DNA methylation mediates HbA1c-associated complications development in Type 1 diabetes

Metabolic memory, the persistent benefits of early glycemic control on preventing/delaying diabetic complications development, is observed in the Diabetes Control and Complications Trial (DCCT) and in the Epidemiology of Diabetes Interventions and Complications (EDIC) follow-up study, but mechanisms remain unclear.
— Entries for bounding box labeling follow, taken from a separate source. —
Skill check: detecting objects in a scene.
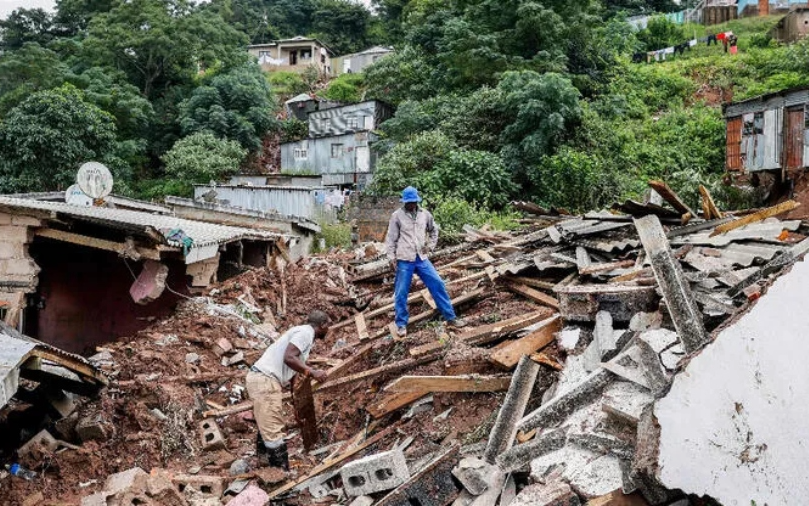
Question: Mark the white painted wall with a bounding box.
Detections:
[655,262,809,506]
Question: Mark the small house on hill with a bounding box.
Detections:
[724,87,809,173]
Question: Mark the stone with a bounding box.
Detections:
[228,485,270,506]
[199,418,226,451]
[229,459,250,476]
[76,414,110,443]
[340,450,410,497]
[511,483,581,506]
[570,455,624,499]
[452,457,502,496]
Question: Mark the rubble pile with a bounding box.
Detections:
[3,183,809,506]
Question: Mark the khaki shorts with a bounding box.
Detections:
[246,371,284,443]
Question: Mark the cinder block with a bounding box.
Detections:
[11,215,42,227]
[199,418,225,450]
[171,474,225,499]
[340,450,410,497]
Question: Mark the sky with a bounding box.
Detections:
[0,0,56,19]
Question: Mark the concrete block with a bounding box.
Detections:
[340,450,410,497]
[228,485,270,506]
[519,369,615,431]
[452,457,502,496]
[104,467,149,495]
[497,429,566,472]
[76,414,110,442]
[484,356,540,464]
[171,474,225,500]
[11,215,42,227]
[199,418,226,451]
[511,483,581,506]
[376,445,460,506]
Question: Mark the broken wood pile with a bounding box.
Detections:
[6,183,809,506]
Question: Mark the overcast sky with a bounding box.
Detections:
[0,0,56,19]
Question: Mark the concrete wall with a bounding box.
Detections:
[655,260,809,506]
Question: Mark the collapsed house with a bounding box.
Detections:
[0,197,292,351]
[0,183,809,506]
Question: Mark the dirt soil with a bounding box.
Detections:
[0,247,556,506]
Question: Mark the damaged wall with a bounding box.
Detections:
[26,238,187,352]
[655,262,809,506]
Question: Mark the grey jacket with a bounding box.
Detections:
[385,208,438,262]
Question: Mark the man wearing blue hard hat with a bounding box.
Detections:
[385,186,466,337]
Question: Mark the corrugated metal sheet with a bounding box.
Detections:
[784,106,805,169]
[725,116,742,170]
[194,185,325,219]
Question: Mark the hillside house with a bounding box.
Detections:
[281,100,393,187]
[332,46,393,75]
[724,87,809,173]
[247,36,334,75]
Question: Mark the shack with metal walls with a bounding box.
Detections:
[724,87,809,173]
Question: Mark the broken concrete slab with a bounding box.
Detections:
[518,369,615,431]
[655,261,809,504]
[634,215,707,353]
[511,483,581,506]
[484,356,540,464]
[497,429,566,473]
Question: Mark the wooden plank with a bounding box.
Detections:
[579,260,635,275]
[649,181,697,217]
[365,390,430,419]
[419,288,438,310]
[385,374,511,392]
[710,200,800,237]
[269,425,397,499]
[292,375,320,451]
[354,313,371,341]
[35,228,160,261]
[507,283,559,309]
[489,315,562,370]
[699,185,725,220]
[315,354,440,392]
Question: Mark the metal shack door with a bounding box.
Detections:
[784,106,804,169]
[354,146,371,172]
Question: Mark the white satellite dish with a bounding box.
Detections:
[65,184,93,207]
[76,162,112,199]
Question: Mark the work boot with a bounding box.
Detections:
[267,441,289,471]
[447,318,469,329]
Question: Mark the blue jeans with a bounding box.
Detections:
[394,256,455,327]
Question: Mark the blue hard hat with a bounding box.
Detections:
[402,186,421,204]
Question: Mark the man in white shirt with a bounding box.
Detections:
[246,310,330,471]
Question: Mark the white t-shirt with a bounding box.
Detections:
[253,325,315,386]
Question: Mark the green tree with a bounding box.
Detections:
[84,0,247,98]
[162,132,247,196]
[0,85,115,191]
[180,65,276,151]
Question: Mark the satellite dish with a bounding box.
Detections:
[65,184,93,207]
[76,162,112,199]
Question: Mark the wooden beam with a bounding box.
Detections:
[506,283,559,309]
[710,200,800,237]
[385,374,511,392]
[35,228,160,260]
[489,315,562,370]
[365,390,430,419]
[699,185,725,220]
[269,425,397,499]
[354,313,371,341]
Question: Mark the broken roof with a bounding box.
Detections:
[0,197,283,250]
[0,321,107,408]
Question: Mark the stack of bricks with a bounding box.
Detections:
[0,213,41,325]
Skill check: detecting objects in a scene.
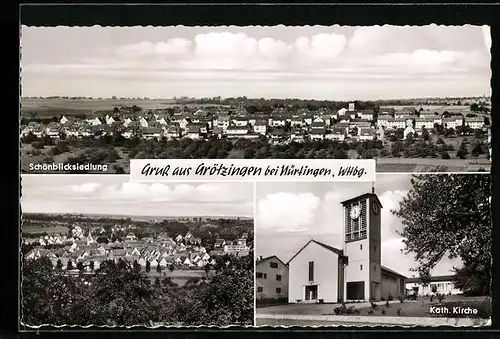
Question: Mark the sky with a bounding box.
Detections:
[255,174,461,277]
[21,175,254,218]
[21,25,491,100]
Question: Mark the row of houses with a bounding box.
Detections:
[25,226,249,270]
[255,255,462,303]
[21,102,485,141]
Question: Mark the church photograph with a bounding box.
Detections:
[255,174,491,326]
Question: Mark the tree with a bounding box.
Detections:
[392,174,492,294]
[21,257,77,325]
[133,260,141,271]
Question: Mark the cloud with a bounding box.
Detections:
[481,26,491,52]
[257,192,321,232]
[117,38,191,58]
[68,182,101,194]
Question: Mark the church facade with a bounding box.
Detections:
[288,193,406,303]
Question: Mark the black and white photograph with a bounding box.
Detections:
[20,175,254,330]
[20,25,491,174]
[255,174,492,326]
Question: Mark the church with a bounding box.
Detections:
[287,191,406,303]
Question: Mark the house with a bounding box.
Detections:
[358,111,374,121]
[304,115,314,126]
[212,127,224,139]
[337,108,347,116]
[253,120,267,135]
[214,239,226,249]
[141,127,163,139]
[255,255,288,302]
[290,116,304,127]
[443,115,463,129]
[139,117,149,128]
[185,125,201,140]
[214,114,231,131]
[358,128,376,140]
[287,193,406,303]
[309,127,326,140]
[270,116,286,127]
[464,117,484,129]
[226,126,249,138]
[290,128,305,142]
[403,126,416,139]
[377,114,393,127]
[414,117,434,131]
[232,116,248,127]
[325,127,346,141]
[405,275,462,296]
[59,115,69,125]
[167,125,182,139]
[271,128,285,140]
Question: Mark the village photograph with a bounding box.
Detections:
[255,174,492,326]
[20,25,492,174]
[20,175,254,330]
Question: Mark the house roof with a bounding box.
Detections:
[406,275,455,283]
[286,239,344,266]
[341,193,382,208]
[257,255,288,266]
[380,266,406,279]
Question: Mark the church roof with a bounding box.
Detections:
[257,255,287,266]
[341,193,382,208]
[380,265,408,282]
[286,239,344,266]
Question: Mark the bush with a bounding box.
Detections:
[436,293,445,302]
[31,141,45,149]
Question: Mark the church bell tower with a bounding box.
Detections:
[342,188,382,302]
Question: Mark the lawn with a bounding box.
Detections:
[22,226,69,234]
[257,296,491,318]
[331,296,491,319]
[21,98,229,117]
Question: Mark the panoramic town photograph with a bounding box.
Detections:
[255,174,492,326]
[20,175,254,329]
[20,25,492,174]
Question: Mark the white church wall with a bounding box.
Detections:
[288,242,338,303]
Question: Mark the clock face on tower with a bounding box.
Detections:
[351,206,361,220]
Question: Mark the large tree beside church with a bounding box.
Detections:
[392,174,492,295]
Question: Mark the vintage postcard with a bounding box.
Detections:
[20,25,491,174]
[21,175,254,330]
[255,174,492,326]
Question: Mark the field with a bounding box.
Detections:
[148,267,207,287]
[22,226,69,234]
[376,158,491,173]
[257,296,491,318]
[21,98,229,117]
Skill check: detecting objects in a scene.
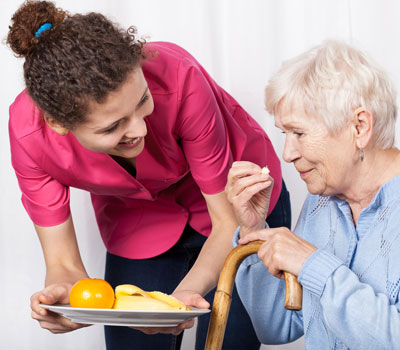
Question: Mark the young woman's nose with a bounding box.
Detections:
[125,116,147,138]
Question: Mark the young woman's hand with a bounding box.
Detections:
[31,283,88,334]
[225,161,274,237]
[239,227,317,278]
[131,290,210,335]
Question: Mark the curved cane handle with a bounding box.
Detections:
[205,241,302,350]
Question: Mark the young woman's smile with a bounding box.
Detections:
[72,68,154,158]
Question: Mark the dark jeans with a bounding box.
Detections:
[105,179,291,350]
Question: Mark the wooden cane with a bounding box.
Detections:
[205,241,302,350]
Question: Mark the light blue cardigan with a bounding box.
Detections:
[234,175,400,350]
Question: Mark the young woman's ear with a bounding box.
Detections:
[43,115,69,136]
[353,107,374,149]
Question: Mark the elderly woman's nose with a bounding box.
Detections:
[282,134,299,163]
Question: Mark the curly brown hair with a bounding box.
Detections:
[7,0,144,130]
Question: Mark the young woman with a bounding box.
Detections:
[7,1,290,349]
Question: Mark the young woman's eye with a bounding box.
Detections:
[138,94,150,108]
[104,122,119,134]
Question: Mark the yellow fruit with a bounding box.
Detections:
[147,292,190,310]
[113,284,190,310]
[113,295,179,311]
[115,284,149,298]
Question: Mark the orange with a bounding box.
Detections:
[69,278,114,309]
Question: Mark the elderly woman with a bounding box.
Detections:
[226,41,400,350]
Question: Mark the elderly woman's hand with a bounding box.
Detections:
[225,161,274,237]
[239,227,317,278]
Here, we show the involvement of epigenetic DNA methylation (DNAme) in metabolic memory by examining its associations with preceding glycemic history, and with subsequent development of complications over an 18-year period in blood DNAs of 499 randomly-selected DCCT/EDIC participants with type 1 diabetes. We demonstrate the associations between DNAme near DCCT-closeout and mean HbA1c during DCCT (mean-DCCT-HbA1c) at 186 CpGs (FDR<15%, including 43 at FDR<5%), many of which are located in complications-related genes. Biological function exploration studies reveal these CpGs are enriched in C/EBP transcription factor binding sites, as well as enhancer/transcription regions in blood cells and hematopoietic stem cells, and open chromatin states in myeloid cells. Mediation analyses show that, remarkably, several CpGs in combination explain 68–97% of the association of mean-DCCT-HbA1c with the risk of complications development during EDIC. In summary, DNAme at key CpGs appears to mediate the association between hyperglycemia and complications in metabolic memory, through modifying enhancer activity at myeloid and other cells.